Global existence analysis of cross-diffusion population systems for multiple species

TL;DR

This paper proves the global existence of weak solutions for reaction-cross-diffusion systems modeling multiple competing species, extending classical models and using advanced entropy methods under certain conditions.

Contribution

It introduces a refined entropy approach and a new approximation scheme to establish global solutions for complex multi-species cross-diffusion models.

Findings

Global existence of solutions is proved under detailed balance or weak cross-diffusion conditions.

The model extends classical two-species population models to multiple species.

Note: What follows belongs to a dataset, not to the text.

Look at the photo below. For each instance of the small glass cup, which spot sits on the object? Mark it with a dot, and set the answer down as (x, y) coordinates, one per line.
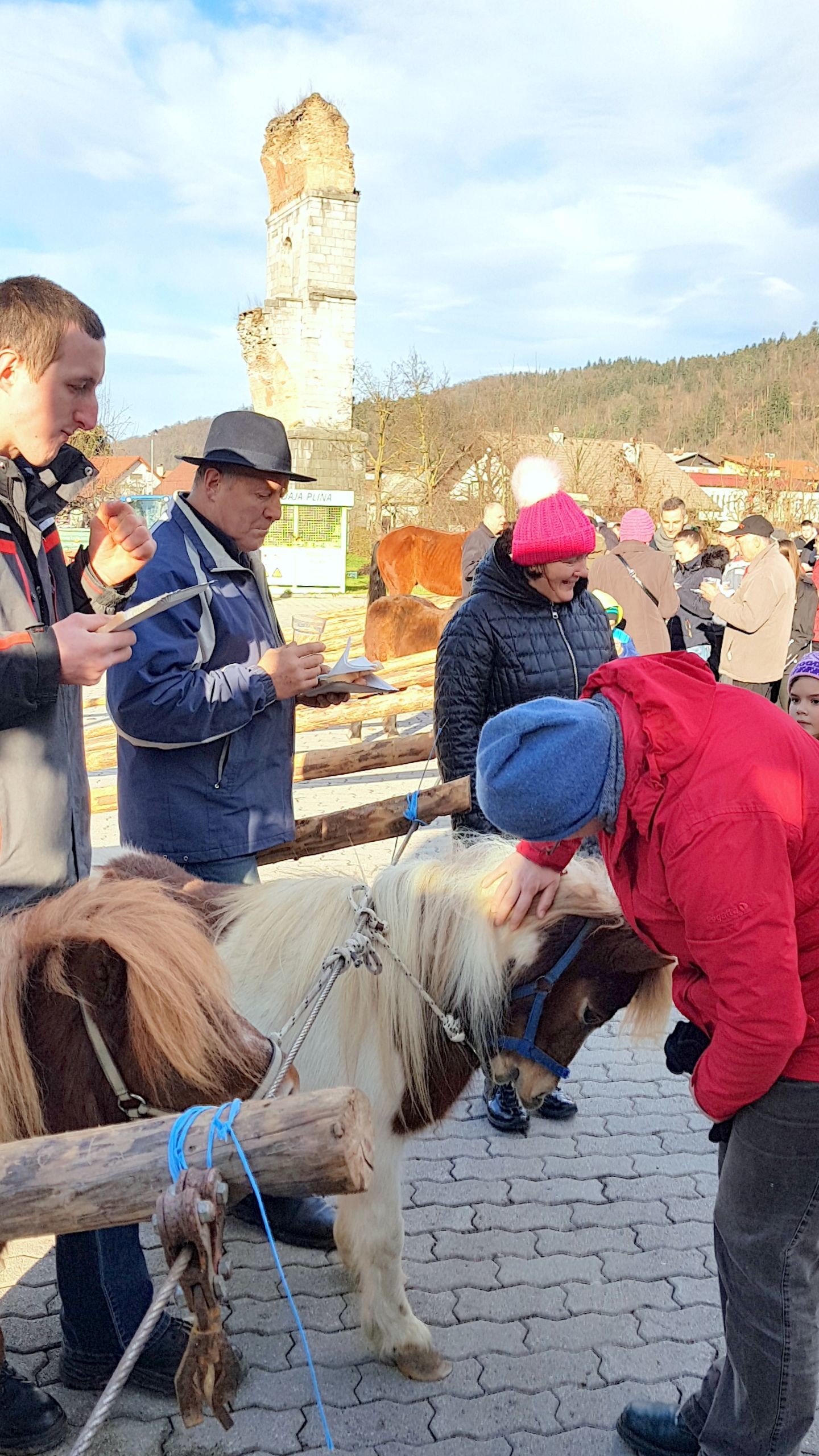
(308, 628)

Entropy decreases over time under detailed balance, ensuring stability.

Abstract

The existence of global-in-time weak solutions to reaction-cross-diffusion systems for an arbitrary number of competing population species is proved. The equations can be derived from an on-lattice random-walk model with general transition rates. In the case of linear transition rates, it extends the two-species population model of Shigesada, Kawasaki, and Teramoto. The equations are considered in a bounded domain with homogeneous Neumann boundary conditions. The existence proof is based on a refined entropy method and a new approximation scheme. Global existence follows under a detailed balance or weak cross-diffusion condition. The detailed balance condition is related to the symmetry of the mobility matrix, which mirrors Onsager's principle in thermodynamics. Under detailed balance (and without reaction), the entropy is nonincreasing in time, but counter-examples show that the entropy may increase initially if detailed balance does not hold.